The file structure after extraction is as follows:
archive
├── data.yaml
├── README.dataset.txt
├── README.roboflow.txt
├── test
│ ├── images
│ │ ├── aguanambi-1000_png_jpg.rf.7179a0df58ad6448028bc5bc21dca41e.jpg
│ │ ├── aguanambi-1095_png_jpg.rf.4d9f0370f1c09fb2a1d1666b155911e3.jpg
│ │ ├── ...
│ └── labels
│ ├── aguanambi-1000_png_jpg.rf.7179a0df58ad6448028bc5bc21dca41e.txt
│ ├── aguanambi-1095_png_jpg.rf.4d9f0370f1c09fb2a1d1666b155911e3.txt
│ ├── ...
├── train
│ ├── images
│ │ ├── aguanambi-1000_png_jpg.rf.0ab6f274892b9b370e6441886b2d7b9d.jpg
│ │ ├── aguanambi-1000_png_jpg.rf.dc59d3c5df5d991c1475e5957ea9948c.jpg
│ │ ├── ...
│ └── labels
│ ├── aguanambi-1000_png_jpg.rf.0ab6f274892b9b370e6441886b2d7b9d.txt
│ ├── aguanambi-1000_png_jpg.rf.dc59d3c5df5d991c1475e5957ea9948c.txt
│ ├── ...
└── valid
├── images
│ ├── aguanambi-1085_png_jpg.rf.0608a42a5c9090a4efaf9567f80fa992.jpg
│ ├── aguanambi-1105_png_jpg.rf.0aa6c5d1769ce60a33d7b51247f2a627.jpg
│ ├── ...
└── labels
├── aguanambi-1085_png_jpg.rf.0608a42a5c9090a4efaf9567f80fa992.txt
├── aguanambi-1105_png_jpg.rf.0aa6c5d1769ce60a33d7b51247f2a627.txt
├──...
Each image has a corresponding text file that contains the complete annotation information for that image. The data.json
file records the locations of the training, testing, and validation sets, and you need to modify the paths:
train: ./train/images
val: ./valid/images
test: ./test/images
nc: 5
names: ['bicycle', 'bus', 'car', 'motorbike', 'person']
When public datasets cannot meet user requirements, neet to consider collecting and creating custom datasets tailored to specific needs. This can be achieved by collecting, annotating, and organizing relevant data. For demonstration purposes, I captured and saved three images from YouTube , and try to use Label Studio to annotate the images.
Step 1. Collect raw data:
Step 2. Install and run the annotation tool:
sudo groupadd docker
sudo gpasswd -a ${USER} docker
sudo systemctl restart docker
sudo chmod a+rw /var/run/docker.sock
mkdir label_studio_data
sudo chmod -R 776 label_studio_data
docker run -it -p 8080:8080 -v $(pwd)/label_studio_data:/label-studio/data heartexlabs/label-studio:latest
Step 3. Create a new project and complete the annotation as per the prompts: Label Studio Reference Documentation
After completing the annotation, you can export the dataset in YOLO format and organize the annotated data along with the downloaded data. The simplest approach is to copy all the images to the train/images folder of the public dataset and the generated annotation text files to the train/labels folder of the public dataset.

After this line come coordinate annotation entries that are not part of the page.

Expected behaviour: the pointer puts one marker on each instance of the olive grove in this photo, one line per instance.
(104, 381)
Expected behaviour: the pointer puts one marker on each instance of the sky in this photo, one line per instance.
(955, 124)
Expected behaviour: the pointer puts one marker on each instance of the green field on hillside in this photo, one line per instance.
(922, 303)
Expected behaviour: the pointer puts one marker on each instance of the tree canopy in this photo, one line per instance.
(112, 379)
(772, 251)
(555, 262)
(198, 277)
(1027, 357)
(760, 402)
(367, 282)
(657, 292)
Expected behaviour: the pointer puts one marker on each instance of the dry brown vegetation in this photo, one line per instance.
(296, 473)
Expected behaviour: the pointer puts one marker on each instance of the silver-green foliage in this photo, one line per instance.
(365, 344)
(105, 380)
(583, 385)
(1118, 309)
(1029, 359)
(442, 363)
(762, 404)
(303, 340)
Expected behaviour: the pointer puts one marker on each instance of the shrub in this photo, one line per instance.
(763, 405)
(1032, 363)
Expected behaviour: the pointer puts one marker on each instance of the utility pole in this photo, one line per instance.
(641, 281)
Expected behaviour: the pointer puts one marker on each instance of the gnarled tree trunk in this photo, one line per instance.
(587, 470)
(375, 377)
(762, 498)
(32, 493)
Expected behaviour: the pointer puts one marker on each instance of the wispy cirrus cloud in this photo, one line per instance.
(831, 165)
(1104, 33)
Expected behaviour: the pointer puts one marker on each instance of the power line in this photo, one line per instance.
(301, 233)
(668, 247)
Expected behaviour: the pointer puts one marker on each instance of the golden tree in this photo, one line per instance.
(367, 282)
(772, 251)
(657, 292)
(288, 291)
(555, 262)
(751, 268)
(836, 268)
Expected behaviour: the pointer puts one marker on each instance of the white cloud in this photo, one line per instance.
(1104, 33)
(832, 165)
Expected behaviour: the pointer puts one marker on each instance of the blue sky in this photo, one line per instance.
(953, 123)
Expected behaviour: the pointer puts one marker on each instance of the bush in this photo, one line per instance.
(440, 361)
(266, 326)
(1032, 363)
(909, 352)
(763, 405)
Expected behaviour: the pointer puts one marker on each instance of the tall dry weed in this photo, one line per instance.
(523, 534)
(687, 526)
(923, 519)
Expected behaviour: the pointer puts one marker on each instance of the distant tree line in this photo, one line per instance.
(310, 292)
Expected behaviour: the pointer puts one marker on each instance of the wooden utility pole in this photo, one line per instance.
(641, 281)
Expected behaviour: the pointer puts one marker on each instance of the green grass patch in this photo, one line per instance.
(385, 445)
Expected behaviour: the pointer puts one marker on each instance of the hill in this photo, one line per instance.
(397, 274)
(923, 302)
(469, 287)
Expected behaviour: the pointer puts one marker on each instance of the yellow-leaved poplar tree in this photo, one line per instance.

At this point, we have obtained the training data through two different methods and integrated them. If you want higher-quality training data, there are many additional steps to consider, such as data cleaning, class balancing, and more. Since our task is relatively simple, we will skip these steps for now and proceed with training using the data obtained above.

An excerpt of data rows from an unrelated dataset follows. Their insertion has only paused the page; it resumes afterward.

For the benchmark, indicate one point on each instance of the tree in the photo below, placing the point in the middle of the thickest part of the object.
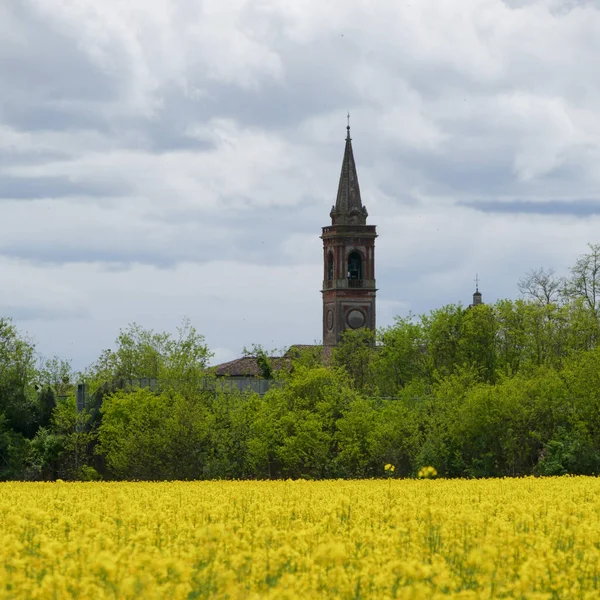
(585, 278)
(542, 286)
(355, 353)
(179, 362)
(18, 400)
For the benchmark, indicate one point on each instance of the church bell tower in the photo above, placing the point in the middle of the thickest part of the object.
(348, 258)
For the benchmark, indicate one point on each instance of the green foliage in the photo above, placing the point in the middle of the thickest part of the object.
(505, 389)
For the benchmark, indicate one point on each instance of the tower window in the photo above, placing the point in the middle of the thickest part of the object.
(354, 266)
(330, 266)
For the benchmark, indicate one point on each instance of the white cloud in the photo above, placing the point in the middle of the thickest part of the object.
(162, 158)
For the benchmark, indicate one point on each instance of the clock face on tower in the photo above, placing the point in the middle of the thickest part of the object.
(355, 319)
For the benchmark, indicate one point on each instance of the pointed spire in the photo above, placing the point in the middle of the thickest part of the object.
(348, 207)
(477, 298)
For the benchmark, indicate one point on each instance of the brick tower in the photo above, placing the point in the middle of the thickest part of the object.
(348, 259)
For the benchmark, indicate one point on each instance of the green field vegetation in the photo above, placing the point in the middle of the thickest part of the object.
(503, 389)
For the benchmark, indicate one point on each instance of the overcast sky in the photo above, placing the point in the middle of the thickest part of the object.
(170, 158)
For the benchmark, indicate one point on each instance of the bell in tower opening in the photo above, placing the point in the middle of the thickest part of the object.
(349, 259)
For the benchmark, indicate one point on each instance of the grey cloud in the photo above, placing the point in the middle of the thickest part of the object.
(33, 188)
(575, 208)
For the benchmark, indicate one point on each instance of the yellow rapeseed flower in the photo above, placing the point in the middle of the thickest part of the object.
(299, 539)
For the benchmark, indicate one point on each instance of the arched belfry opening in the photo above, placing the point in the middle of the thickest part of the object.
(330, 266)
(349, 258)
(354, 265)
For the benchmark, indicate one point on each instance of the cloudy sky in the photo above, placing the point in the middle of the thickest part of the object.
(170, 158)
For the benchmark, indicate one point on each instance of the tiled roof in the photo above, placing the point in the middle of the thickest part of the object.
(248, 366)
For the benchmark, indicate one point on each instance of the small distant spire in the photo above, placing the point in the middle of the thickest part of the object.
(477, 295)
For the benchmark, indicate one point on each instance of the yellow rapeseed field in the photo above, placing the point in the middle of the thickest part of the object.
(519, 538)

In this section, we will download the YOLOv8 source code on reComputer and configure the runtime environment.
Step 1. Use the following command to download the source code:
git clone https://github.com/ultralytics/ultralytics.git
cd ultralytics
Step 2. Open requirements.txt and modify the relevant content:
# Use the `vi` command to open the file
vi requirements.txt
# Press `a` to enter edit mode, and modify the following content:
torch>=1.7.0 --> # torch>=1.7.0
torchvision>=0.8.1 --> # torchvision>=0.8.1
# Press `ESC` to exit edit mode, and finally input `:wq` to save and exit the file.

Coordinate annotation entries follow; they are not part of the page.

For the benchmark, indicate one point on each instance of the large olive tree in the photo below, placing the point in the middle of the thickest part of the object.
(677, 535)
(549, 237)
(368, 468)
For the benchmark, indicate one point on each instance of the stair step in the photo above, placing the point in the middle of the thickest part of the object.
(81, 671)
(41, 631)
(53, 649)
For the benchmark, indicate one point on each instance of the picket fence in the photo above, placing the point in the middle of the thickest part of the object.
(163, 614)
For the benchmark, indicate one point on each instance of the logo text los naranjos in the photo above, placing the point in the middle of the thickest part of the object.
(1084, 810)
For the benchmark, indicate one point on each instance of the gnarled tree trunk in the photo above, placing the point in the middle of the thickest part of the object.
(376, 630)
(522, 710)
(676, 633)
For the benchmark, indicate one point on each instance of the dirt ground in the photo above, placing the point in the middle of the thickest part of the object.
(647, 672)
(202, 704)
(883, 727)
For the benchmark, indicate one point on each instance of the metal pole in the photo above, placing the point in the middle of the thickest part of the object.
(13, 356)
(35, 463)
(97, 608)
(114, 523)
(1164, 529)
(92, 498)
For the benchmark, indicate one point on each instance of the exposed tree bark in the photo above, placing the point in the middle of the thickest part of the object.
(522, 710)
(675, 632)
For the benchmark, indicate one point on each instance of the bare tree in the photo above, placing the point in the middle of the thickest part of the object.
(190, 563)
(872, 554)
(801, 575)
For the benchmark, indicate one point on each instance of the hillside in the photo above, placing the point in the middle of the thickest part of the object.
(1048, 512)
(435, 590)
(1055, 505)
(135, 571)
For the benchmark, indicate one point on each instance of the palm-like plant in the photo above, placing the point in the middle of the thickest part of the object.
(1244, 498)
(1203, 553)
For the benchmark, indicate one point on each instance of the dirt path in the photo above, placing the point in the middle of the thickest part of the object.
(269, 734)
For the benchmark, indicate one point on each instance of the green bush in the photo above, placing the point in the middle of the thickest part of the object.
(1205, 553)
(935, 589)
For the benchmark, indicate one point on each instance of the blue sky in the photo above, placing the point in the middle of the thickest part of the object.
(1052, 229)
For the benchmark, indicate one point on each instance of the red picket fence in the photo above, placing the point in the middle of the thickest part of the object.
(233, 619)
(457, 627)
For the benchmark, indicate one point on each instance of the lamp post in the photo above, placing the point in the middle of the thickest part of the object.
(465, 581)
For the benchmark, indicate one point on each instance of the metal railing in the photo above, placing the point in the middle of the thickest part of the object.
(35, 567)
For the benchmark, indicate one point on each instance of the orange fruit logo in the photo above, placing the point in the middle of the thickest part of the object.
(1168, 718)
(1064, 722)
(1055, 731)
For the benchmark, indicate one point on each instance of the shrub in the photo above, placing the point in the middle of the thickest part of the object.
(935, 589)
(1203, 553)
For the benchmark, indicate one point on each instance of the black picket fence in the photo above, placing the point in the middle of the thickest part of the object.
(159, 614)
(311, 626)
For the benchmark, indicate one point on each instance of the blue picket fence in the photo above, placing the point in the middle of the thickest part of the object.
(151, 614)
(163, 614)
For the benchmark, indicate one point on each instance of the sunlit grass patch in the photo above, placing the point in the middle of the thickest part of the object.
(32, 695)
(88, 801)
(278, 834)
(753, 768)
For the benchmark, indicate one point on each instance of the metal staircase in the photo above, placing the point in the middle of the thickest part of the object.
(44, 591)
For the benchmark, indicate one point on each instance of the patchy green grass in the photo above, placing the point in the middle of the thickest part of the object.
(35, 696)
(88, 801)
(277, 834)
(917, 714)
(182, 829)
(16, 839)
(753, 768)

Step 3. Run the following commands to download the required dependencies for YOLO and install YOLOv8:
pip3 install -e .
cd ..
Step 4. Install the Jetson version of PyTorch:
sudo apt-get install -y libopenblas-base libopenmpi-dev
wget https://developer.download.nvidia.cn/compute/redist/jp/v512/pytorch/torch-2.1.0a0+41361538.nv23.06-cp38-cp38-linux_aarch64.whl -O torch-2.1.0a0+41361538.nv23.06-cp38-cp38-linux_aarch64.whl
pip3 install torch-2.1.0a0+41361538.nv23.06-cp38-cp38-linux_aarch64.whl
Step 5. Install the corresponding torchvision:
sudo apt install -y libjpeg-dev zlib1g-dev
git clone --branch v0.16.0 https://github.com/pytorch/vision torchvision
cd torchvision
python3 setup.py install --user
cd ..
Step 6. Use the following command to ensure that YOLO has been successfully installed:
yolo detect predict model=yolov8s.pt source='https://ultralytics.com/images/bus.jpg'
Model training is the process of updating model weights. By training the model, machine learning algorithms can learn from the data to recognize patterns and relationships, enabling predictions and decisions on new data.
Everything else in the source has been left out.